(582ap) Study on the Influence of Particle Size Distribution on the Solid-Liquid Reaction to Produce Sucrose Ester
AIChE Annual Meeting
2017
2017 Annual Meeting
Catalysis and Reaction Engineering Division
Poster Session: Catalysis and Reaction Engineering (CRE) Division
Wednesday, November 1, 2017 - 3:15pm to 4:45pm
Sucrose esters are produced by basic transesterification of sucrose and fatty acid methyl esters (FAMEs) at temperatures between 90 and 180°C, and under vacuum conditions to remove the produced methanol. A main challenge of this reaction is to deal with reactants incompatibility: sucrose is highly polar solid, and FAMEs are highly non-polar liquids. Consequently, solubility of sucrose in FAMEs is very low, nearly 0.1 g of sucrose per 100g of FAME at 140°C [2]. This reduced solubility limits mass transfer to the reactive media, reducing reaction rate and conversion.

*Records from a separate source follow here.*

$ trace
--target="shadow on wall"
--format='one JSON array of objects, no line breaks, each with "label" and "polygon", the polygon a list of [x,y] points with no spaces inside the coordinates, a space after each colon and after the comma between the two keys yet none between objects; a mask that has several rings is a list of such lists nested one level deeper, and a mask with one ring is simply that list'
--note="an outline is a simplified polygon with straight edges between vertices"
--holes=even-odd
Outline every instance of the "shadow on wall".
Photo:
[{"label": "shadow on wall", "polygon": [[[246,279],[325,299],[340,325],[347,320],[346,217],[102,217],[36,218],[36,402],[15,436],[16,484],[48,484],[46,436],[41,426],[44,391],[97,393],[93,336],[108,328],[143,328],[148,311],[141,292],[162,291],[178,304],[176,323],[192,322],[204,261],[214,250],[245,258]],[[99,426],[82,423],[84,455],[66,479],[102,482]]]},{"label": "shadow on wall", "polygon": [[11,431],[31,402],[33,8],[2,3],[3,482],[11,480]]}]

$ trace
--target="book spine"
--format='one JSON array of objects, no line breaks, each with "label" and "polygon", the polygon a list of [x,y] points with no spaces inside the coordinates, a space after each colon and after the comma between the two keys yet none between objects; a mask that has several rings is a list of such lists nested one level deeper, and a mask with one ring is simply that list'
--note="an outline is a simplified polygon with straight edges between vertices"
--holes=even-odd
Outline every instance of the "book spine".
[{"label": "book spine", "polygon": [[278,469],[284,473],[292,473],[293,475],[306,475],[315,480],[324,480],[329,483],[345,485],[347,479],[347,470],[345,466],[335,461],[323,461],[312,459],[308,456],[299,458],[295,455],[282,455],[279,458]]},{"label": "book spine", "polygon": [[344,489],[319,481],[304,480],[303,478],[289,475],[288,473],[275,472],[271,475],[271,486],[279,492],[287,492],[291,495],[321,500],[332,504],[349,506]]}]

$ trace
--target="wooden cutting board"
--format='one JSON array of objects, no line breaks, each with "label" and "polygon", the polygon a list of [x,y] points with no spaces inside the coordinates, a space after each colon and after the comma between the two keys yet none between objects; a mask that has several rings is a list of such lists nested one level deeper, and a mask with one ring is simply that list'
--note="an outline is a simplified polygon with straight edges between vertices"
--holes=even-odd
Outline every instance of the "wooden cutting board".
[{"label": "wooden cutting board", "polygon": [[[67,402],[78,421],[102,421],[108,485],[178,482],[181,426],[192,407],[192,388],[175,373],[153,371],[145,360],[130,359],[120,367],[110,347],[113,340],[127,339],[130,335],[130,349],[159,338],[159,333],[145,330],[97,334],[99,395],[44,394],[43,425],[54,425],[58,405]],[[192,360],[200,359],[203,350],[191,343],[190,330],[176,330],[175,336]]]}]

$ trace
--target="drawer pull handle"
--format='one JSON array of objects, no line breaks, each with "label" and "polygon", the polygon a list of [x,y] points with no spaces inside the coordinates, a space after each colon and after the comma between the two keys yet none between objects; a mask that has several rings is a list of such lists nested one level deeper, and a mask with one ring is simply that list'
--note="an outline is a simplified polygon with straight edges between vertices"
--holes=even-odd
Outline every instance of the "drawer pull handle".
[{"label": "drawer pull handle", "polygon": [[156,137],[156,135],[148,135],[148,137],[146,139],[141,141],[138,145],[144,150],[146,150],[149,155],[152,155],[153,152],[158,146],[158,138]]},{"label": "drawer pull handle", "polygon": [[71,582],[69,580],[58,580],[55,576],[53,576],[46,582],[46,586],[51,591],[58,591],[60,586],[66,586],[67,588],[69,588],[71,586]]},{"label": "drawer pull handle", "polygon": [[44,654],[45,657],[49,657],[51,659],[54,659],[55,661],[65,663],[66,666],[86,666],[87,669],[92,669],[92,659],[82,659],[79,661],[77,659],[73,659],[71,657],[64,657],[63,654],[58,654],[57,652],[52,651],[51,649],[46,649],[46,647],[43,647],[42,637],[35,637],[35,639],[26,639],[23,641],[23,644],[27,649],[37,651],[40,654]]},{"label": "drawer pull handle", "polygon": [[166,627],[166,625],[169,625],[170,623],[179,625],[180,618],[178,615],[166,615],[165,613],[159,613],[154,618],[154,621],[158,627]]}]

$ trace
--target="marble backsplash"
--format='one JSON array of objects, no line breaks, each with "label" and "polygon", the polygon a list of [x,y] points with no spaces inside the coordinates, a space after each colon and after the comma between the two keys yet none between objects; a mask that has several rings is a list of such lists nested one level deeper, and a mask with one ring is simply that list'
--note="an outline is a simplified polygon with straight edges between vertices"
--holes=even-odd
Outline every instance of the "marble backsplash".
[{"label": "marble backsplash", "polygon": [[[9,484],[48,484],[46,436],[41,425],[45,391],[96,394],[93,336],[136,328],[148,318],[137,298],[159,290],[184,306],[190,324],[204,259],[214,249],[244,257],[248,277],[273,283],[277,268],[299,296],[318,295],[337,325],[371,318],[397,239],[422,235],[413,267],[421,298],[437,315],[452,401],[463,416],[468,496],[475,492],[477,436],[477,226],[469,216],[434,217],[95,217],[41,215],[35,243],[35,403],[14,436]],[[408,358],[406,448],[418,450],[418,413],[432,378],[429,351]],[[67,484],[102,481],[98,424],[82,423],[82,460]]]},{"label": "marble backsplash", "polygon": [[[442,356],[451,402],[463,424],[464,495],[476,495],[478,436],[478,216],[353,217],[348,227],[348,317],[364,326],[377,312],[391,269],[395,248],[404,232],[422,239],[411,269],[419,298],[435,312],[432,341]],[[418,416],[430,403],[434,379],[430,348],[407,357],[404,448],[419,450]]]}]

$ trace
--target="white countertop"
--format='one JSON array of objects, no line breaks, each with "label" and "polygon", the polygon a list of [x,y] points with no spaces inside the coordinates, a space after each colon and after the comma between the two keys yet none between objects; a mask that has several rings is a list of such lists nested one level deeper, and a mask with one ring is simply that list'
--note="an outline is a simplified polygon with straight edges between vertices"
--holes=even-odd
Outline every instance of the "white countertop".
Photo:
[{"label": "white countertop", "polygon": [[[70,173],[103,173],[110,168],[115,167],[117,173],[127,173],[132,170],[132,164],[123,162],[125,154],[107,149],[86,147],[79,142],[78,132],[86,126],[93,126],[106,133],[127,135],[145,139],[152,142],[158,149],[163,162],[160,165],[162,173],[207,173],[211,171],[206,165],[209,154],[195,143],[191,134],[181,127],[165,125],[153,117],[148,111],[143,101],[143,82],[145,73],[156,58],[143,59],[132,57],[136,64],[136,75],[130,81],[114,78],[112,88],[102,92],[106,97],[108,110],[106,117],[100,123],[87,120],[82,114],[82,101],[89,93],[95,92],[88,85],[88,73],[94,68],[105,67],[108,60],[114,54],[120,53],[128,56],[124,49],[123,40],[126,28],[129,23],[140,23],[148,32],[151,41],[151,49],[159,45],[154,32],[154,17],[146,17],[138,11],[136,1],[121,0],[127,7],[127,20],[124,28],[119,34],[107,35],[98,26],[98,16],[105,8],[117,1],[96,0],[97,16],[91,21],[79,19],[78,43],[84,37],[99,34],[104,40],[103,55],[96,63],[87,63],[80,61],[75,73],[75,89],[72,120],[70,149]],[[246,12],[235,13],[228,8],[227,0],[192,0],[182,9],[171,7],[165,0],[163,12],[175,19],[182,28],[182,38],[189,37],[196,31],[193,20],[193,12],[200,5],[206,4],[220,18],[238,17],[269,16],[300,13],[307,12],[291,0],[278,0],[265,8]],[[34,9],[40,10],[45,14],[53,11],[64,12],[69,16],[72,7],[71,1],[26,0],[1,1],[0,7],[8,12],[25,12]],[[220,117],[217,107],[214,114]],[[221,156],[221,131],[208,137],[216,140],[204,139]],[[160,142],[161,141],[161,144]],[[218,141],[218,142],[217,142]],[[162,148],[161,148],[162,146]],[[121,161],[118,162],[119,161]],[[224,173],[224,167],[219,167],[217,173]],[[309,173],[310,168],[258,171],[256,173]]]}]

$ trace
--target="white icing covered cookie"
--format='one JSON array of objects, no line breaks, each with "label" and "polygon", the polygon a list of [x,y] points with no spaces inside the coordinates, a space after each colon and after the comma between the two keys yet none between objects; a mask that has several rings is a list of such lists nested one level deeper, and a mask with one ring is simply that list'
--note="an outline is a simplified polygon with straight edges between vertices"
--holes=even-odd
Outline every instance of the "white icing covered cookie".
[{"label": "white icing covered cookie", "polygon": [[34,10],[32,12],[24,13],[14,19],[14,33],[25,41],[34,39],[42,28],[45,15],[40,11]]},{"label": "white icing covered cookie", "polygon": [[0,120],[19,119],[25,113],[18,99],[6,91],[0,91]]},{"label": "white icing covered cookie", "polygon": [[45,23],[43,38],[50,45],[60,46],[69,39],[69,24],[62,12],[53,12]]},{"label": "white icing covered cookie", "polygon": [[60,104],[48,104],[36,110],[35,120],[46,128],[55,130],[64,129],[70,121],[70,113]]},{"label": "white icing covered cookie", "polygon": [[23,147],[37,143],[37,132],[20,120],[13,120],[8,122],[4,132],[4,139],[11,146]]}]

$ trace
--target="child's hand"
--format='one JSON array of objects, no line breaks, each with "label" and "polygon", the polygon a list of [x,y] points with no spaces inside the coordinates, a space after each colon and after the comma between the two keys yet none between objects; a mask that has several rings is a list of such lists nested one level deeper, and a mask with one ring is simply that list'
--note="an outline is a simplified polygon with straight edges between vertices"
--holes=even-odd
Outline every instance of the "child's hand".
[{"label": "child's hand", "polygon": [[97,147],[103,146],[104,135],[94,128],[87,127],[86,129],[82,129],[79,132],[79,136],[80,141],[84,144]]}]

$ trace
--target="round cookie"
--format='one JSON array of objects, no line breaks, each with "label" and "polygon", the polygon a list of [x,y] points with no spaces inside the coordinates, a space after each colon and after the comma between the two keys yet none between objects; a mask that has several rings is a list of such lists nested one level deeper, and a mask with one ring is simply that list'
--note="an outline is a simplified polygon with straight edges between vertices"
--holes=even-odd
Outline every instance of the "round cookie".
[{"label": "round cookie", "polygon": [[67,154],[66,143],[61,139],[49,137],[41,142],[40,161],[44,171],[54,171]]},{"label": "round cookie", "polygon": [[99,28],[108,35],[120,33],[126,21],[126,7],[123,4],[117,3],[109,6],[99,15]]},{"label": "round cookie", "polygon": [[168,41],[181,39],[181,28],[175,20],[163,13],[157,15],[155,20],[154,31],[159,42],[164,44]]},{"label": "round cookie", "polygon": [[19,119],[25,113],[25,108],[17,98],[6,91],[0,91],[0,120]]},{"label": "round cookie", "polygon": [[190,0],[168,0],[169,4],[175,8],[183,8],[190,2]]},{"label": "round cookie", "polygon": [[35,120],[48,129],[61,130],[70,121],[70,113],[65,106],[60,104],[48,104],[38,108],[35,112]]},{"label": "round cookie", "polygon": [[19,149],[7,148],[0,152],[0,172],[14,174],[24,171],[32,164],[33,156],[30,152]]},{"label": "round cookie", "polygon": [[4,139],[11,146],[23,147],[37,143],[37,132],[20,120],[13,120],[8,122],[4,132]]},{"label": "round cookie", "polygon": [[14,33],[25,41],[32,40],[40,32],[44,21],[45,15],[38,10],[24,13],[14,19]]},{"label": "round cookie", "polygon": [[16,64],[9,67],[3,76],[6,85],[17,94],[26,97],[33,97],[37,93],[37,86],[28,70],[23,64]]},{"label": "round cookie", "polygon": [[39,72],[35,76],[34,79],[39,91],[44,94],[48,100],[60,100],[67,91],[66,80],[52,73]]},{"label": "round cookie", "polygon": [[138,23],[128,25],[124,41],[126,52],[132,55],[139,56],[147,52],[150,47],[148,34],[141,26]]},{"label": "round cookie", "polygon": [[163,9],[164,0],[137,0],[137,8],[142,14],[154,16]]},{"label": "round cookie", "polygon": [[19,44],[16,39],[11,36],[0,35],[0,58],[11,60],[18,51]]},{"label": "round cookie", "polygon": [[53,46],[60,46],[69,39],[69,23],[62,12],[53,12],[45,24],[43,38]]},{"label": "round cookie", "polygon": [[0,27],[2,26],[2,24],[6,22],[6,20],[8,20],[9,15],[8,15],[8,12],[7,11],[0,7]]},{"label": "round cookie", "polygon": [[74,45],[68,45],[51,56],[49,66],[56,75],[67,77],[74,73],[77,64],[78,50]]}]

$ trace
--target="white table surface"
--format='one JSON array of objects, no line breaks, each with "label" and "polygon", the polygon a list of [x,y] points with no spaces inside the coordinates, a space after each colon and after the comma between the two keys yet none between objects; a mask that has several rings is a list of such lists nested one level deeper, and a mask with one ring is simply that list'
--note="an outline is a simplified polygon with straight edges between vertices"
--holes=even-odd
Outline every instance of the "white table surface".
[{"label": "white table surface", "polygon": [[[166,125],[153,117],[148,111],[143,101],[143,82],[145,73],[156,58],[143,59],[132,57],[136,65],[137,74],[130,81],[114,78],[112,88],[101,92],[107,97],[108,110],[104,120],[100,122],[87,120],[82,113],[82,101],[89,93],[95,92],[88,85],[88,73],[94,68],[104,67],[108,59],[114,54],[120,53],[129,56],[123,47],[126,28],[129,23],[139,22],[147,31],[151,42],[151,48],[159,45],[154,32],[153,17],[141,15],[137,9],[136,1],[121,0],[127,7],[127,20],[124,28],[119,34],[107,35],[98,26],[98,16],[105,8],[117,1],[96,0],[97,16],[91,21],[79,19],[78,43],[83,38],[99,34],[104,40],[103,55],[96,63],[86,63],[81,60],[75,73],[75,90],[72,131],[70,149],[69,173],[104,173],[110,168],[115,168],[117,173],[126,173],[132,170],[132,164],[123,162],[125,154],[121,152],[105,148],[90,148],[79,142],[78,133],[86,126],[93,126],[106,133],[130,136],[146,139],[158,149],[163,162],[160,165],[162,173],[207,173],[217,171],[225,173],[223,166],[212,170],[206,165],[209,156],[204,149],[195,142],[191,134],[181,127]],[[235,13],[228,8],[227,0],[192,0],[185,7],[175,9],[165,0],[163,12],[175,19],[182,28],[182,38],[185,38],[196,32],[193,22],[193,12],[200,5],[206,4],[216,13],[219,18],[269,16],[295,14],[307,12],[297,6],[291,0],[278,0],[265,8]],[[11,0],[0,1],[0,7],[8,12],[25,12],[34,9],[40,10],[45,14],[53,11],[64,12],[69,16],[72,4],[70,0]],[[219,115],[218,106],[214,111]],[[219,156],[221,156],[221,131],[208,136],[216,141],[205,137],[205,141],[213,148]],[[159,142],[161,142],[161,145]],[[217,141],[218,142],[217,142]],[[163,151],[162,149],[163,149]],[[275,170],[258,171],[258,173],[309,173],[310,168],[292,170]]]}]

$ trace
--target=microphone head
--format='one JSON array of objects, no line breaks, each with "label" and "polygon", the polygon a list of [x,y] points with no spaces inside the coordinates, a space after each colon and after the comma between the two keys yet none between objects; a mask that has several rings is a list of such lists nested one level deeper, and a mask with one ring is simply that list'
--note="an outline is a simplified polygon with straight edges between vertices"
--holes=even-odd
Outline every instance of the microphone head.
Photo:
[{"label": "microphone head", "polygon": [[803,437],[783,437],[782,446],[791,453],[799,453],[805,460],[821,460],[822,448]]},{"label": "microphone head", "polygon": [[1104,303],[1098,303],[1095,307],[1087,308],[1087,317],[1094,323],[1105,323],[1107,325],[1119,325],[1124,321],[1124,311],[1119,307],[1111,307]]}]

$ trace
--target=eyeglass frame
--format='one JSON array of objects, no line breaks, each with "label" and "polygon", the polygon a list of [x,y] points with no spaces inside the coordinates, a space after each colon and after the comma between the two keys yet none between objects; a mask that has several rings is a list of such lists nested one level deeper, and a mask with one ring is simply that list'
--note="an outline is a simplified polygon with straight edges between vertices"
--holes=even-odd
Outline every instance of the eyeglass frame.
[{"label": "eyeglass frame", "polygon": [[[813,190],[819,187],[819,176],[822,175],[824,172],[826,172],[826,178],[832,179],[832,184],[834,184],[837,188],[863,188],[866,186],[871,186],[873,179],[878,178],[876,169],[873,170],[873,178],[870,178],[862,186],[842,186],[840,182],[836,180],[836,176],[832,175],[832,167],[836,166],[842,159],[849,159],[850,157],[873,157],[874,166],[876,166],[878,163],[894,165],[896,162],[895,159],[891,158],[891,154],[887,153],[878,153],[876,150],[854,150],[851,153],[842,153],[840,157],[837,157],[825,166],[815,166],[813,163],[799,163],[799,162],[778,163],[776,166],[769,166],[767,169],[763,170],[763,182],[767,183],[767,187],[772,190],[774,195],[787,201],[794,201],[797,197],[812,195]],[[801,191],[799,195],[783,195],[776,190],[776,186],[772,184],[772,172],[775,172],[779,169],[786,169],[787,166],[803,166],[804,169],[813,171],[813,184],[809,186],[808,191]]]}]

One of the processing alternatives proposed to overcome reactants incompatibility is the use of emulsifiers to provide contact and enhance solubility of sucrose in FAME [3–6]. Main emulsifiers used are fatty acid soaps (mono- and divalent), sucrose esters (product itself), mono- and diacylglycerols. However, in this heterogeneous reaction, solid-solid-liquid interfaces are present between catalyst (usually K2CO3), sucrose and FAMEs, respectively. In this kind of reactions, particle size distribution of solid species become a major variable o the process. Reaction to produce sucrose esters should be operated at sufficient small particles to ensure that the reaction is not mass transfer limited by diffusion effects [7].
In this work, transesterification reaction to produce sucrose ester was performed using different particle size of sucrose and catalyst (between 30 and 1000 μm) at 120 and 140°C. Sucrose and catalyst were grinded in a ball mill and then sieved to determine their particle size distribution. Reactions were carried out in batch reactors of 100ml of volume using potassium palmitate as emulsifier (5%wt) and K2CO3 as catalyst (5%wt). Initial sucrose/FAMEs molar ratio was 2.5. For quantification of FAME consumed and sucrose esters produced, high performance liquid chromatography (HPLC) was used. The effect of particle size distribution on the reaction productivity and the reaction rate were evaluated. Results showed that below a certain particle size of sucrose and catalyst, productivity and reaction rates achieves an optimal value. Experimental data were used to construct a kinetic model for sucroester production including the effect of particle size distribution sucrose ester production.
References
[1] N. Otomo, Basic properties of sucrose fatty acid esters and their applications, in: D.G. Hayes, D. Kitamoto, D.K.Y. Solaiman, R.D. Ashby (Eds.), Biobased Surfactants Deterg., AOCS Press, Urbana, Illinois, 2009.
[2] R. Zhao, Z. Chang, Q. Jin, W. Li, B. Dong, X. Miao, Heterogeneous base catalytic transesterification synthesis of sucrose ester and parallel reaction control, Int. J. Food Sci. Technol. 49 (2014) 854–860. doi:10.1111/ijfs.12376.
[3] K.J. Parker, K. James, J. Hurford, Sucrose Ester Surfactants — A Solventless Process and the Products Thereof, in: J.L. Hickson (Ed.), Sucrochemistry, American Chemical Society, Washington, DC, 1977: pp. 97–114.
[4] J. Fitremann, Y. Queneau, J. Maitre, A. Bouchu, Co-melting of solid sucrose and multivalent cation soaps for solvent-free synthesis of sucrose esters, Tetrahedron Lett. 48 (2007) 4111–4114. doi:10.1016/j.tetlet.2007.04.015.
[5] H.R. Galleymore, K. James, H.F. Jones, C.L. Bhardwaj, Process for the production of a surfactant containing sucrose esters, 4298730, 1981.
[6] G.P. Rizzi, H.M. Taylor, Synthesis of higher polyol fatty acid polyesters, 3963699, 1976.
[7] H.S. Fogler, Elements of Chemical Reaction Engineering, 4th. ed., Pearson Education Inc., 2006.